In his Roman residences, Cardinal Ferdinando de’ Medici surrounded himself with princely splendor, spared no funds for the purchase of ancient artifacts, enjoyed artistic disputes, “was kind and sincere”, however as his biographer added, “he did not shy away from promiscuous lifestyle, however he allowed himself just enough, not to fall into disfavor”.

 

He was the fifth son of the Grand Duke of Tuscany, Cosimo I. Due to his birth, he was destined to fulfill a church function, which for the most part concentrated on representing the interests of the de’ Medici family in Rome. He became a cardinal at the age of fourteen, while in time he attained a significant position in the College of Cardinals. It was at his initiative that the still functioning today missionary congregation Propaganda Fide (Sacred Congregation for the Propagation of the Faith), of which he was the administrator,  came to be, as well as the Stamperia Orientale, tasked with printing propaganda materials for missions outside Europe in numerous oriental languages. At the same time he was known for his weakness towards gambling, hunting and ancient art, which he collected with great enthusiasm.
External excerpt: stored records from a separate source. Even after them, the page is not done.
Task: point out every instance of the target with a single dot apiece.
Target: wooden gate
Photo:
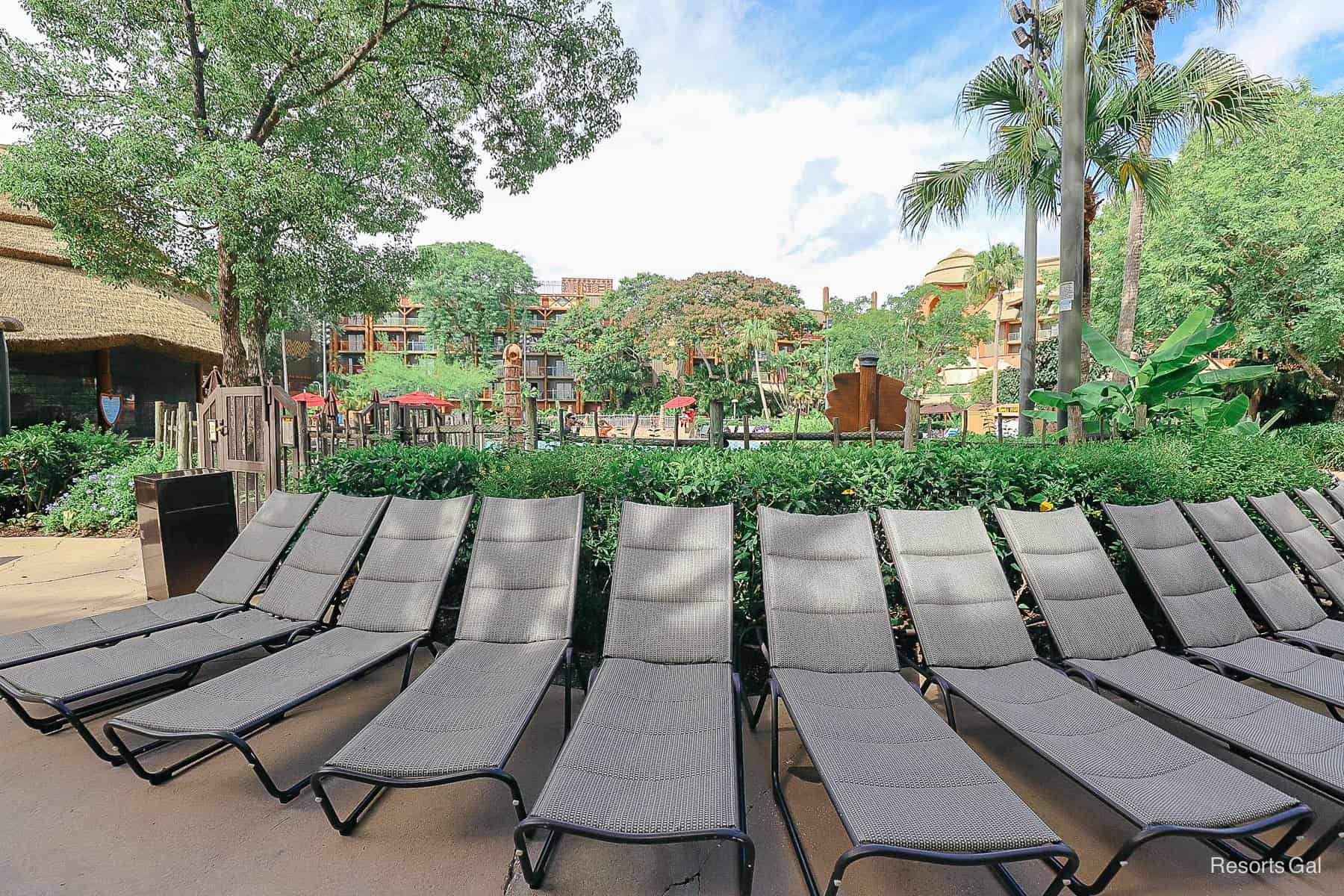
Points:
(258, 435)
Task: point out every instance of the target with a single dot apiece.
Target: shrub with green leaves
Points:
(850, 479)
(38, 462)
(102, 500)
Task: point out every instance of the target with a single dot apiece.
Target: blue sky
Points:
(774, 136)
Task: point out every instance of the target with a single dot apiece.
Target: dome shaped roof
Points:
(952, 270)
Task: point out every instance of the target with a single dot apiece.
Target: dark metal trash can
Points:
(187, 521)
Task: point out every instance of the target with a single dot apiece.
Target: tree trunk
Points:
(230, 335)
(761, 386)
(1137, 211)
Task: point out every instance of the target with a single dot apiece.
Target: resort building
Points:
(84, 337)
(402, 332)
(951, 274)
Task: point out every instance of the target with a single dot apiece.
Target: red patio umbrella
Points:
(312, 399)
(421, 398)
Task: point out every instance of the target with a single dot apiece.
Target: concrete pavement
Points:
(70, 824)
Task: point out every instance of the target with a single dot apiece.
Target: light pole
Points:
(1071, 214)
(1027, 363)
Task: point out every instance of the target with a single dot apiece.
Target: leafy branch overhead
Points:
(279, 155)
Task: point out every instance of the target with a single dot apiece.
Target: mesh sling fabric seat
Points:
(1230, 641)
(1324, 511)
(225, 588)
(464, 715)
(388, 613)
(655, 755)
(1159, 782)
(75, 685)
(1292, 741)
(903, 783)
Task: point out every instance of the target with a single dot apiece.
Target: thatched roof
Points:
(66, 311)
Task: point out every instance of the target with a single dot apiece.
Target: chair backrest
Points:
(672, 585)
(524, 571)
(956, 588)
(307, 582)
(253, 554)
(826, 608)
(1177, 570)
(1324, 511)
(1256, 566)
(405, 571)
(1305, 541)
(1085, 603)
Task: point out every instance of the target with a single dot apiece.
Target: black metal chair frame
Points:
(382, 783)
(65, 712)
(535, 874)
(1331, 835)
(995, 860)
(1300, 817)
(237, 738)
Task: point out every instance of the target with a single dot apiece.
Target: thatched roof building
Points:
(66, 311)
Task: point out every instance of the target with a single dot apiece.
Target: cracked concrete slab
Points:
(74, 825)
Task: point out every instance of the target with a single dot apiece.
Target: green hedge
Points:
(1323, 442)
(839, 480)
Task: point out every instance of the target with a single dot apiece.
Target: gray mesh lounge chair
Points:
(464, 715)
(228, 588)
(1324, 511)
(1222, 635)
(1317, 556)
(902, 782)
(388, 613)
(75, 685)
(1102, 640)
(656, 753)
(1159, 782)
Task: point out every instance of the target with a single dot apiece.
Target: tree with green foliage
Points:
(598, 344)
(1145, 15)
(273, 151)
(470, 290)
(994, 273)
(388, 374)
(1254, 228)
(1210, 93)
(910, 344)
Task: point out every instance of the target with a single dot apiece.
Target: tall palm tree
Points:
(994, 273)
(759, 337)
(1211, 92)
(1142, 18)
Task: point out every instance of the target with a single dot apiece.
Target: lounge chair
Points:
(388, 613)
(1313, 551)
(464, 715)
(228, 588)
(75, 685)
(1102, 640)
(656, 753)
(1324, 511)
(903, 783)
(1222, 635)
(974, 645)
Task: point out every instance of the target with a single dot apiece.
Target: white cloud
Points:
(1273, 37)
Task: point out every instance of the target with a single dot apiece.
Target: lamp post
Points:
(1027, 366)
(1071, 214)
(7, 326)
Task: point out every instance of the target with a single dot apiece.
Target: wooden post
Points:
(530, 423)
(159, 428)
(183, 435)
(912, 423)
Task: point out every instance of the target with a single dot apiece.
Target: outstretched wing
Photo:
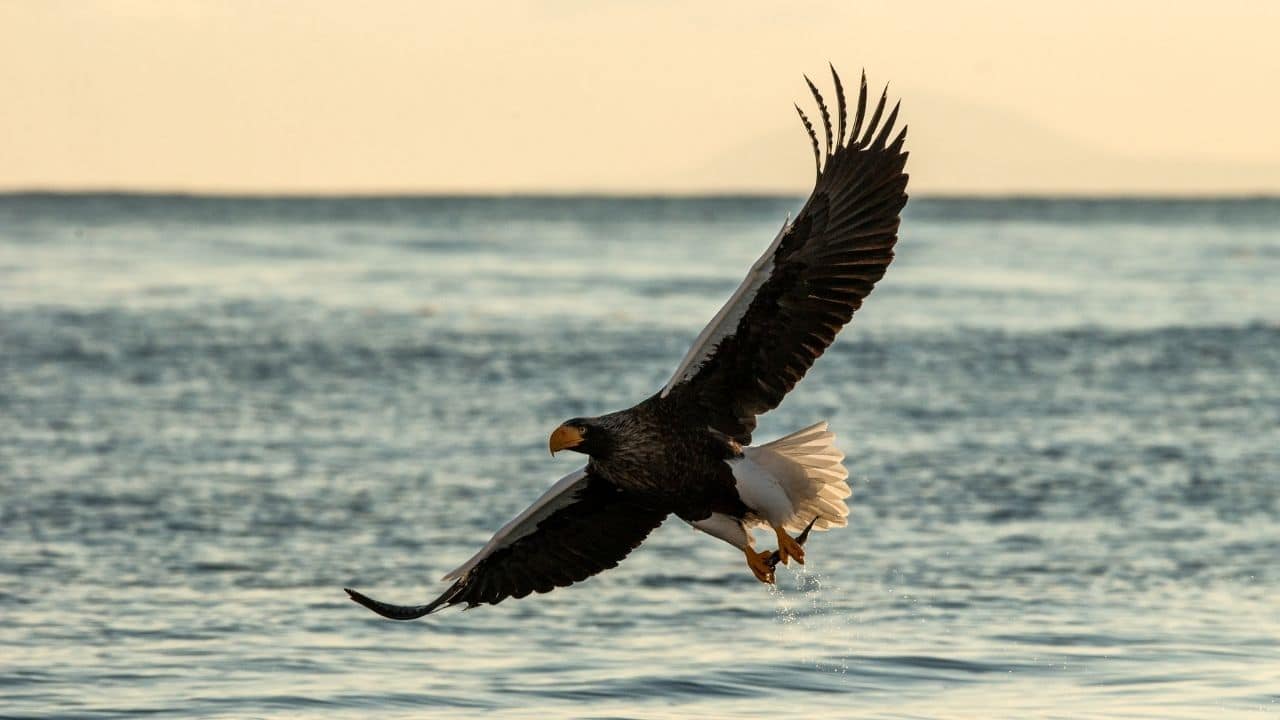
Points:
(812, 278)
(580, 527)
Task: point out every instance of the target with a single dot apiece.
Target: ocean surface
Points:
(1061, 420)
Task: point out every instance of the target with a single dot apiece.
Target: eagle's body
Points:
(688, 449)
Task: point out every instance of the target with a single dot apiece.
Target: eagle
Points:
(686, 450)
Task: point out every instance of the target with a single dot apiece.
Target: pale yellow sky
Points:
(608, 96)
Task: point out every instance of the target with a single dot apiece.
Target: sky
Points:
(328, 96)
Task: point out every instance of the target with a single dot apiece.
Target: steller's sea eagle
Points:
(688, 449)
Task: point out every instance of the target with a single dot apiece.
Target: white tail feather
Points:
(807, 464)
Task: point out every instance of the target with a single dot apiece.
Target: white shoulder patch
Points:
(730, 315)
(561, 495)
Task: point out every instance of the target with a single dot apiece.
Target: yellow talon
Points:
(757, 561)
(787, 546)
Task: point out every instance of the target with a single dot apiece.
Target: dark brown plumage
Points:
(684, 450)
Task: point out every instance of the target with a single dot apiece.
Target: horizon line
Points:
(616, 195)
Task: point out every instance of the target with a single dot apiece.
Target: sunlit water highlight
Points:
(1061, 424)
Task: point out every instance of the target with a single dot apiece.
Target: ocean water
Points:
(1061, 418)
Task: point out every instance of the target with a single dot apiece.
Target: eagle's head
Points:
(588, 436)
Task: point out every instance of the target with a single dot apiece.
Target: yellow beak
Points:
(565, 437)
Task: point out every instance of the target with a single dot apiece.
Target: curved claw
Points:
(776, 556)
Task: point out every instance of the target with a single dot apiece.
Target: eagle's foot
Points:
(789, 547)
(759, 565)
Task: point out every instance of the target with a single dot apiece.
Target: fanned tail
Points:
(808, 465)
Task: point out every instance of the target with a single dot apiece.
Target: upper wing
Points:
(580, 527)
(812, 278)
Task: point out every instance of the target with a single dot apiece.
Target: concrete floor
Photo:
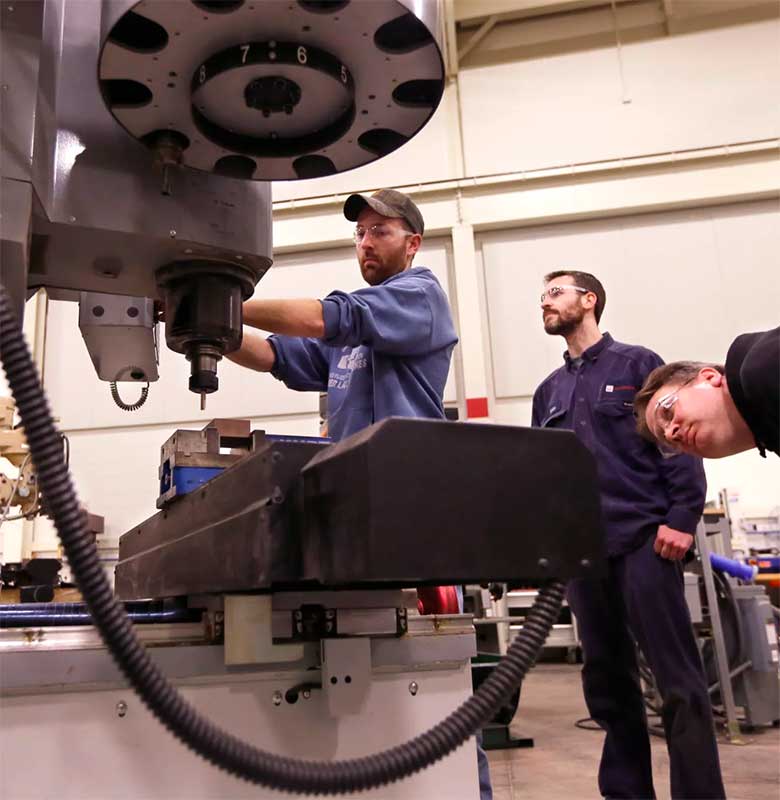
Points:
(564, 760)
He aroused the ire of Pope Sixtus V, adoring the beautiful Clelia Farnese, the widowed daughter of Cardinal Alessandro Farnese, who due to   de’ Medici’s interest in her was quickly married off once again and sent away from Rome.

In the Eternal City, the cardinal lived, organized social meetings, feasts and balls in the de’ Medici Palace – Palazzo Firenze, which he had decorated with frescoes by the Mannerist painter brought to Rome from Florence – Jacopo Zucchi. He adorned three rooms with paintings at the behest of his client. They contained mythological scenes (The Story of Diana), as was fit for such an enthusiast of ancient art, as well as cosmological themes, towards which the cardinal had a great weakness.

During his stay in Rome, Ferdinand gathered an extensive collection of sculptures and objects of ancient art, among which there was the Niobe group, arousing widespread jealousy of the then collectors of art. And it was for the exhibition of his collections that he bought a park on Pincio Hill in 1576, along with a small casino which was part of it and which he had decided to renovate and enlarge, while the whole would be given a character of a luxurious urban villa (villa Medici). In the park, which provided a wonderful view of the city, he had small pavilions and loggias constructed and had the sculptures in his collection placed around it. In one of such pavilions with a view of the vineyards, interesting paintings have been recently discovered. It was most likely in these very pavilions that the cardinal entertained guests, prior to the completion of the main casino. One of the rooms is decorated with grotesque elements, the other in the ceiling part with an aviary – a painting imitating an enclosure, below which the most bizarre birds, small mammals, reptiles and amphibians were collected, a veritable painted zoo. The resting cardinal had in front of his eyes a never-ending spectacle, although it must be admitted that even a standing spectator must be impressed. These decorations, similarly to the plafonds and friezes completed in the casino were entrusted by the cardinal to his favorite – Jacopo Zucchi.

As the cardinal deacon of the Church of   Santa Maria in Domnica Ferdinand financed the construction of the Renaissance ceiling, which is adorned with an imposing de’ Medici family coat of arms.

The church career and stay in Rome of Ferdinand de ’Medici ended in 1587, when after a mysterious and premature death of his brother he discarded the robes of a cardinal a became the   grand duke of Tuscany. Along with him he brought to Florence most of his Roman collections of antique art, which today can be found in the Uffizi Gallery.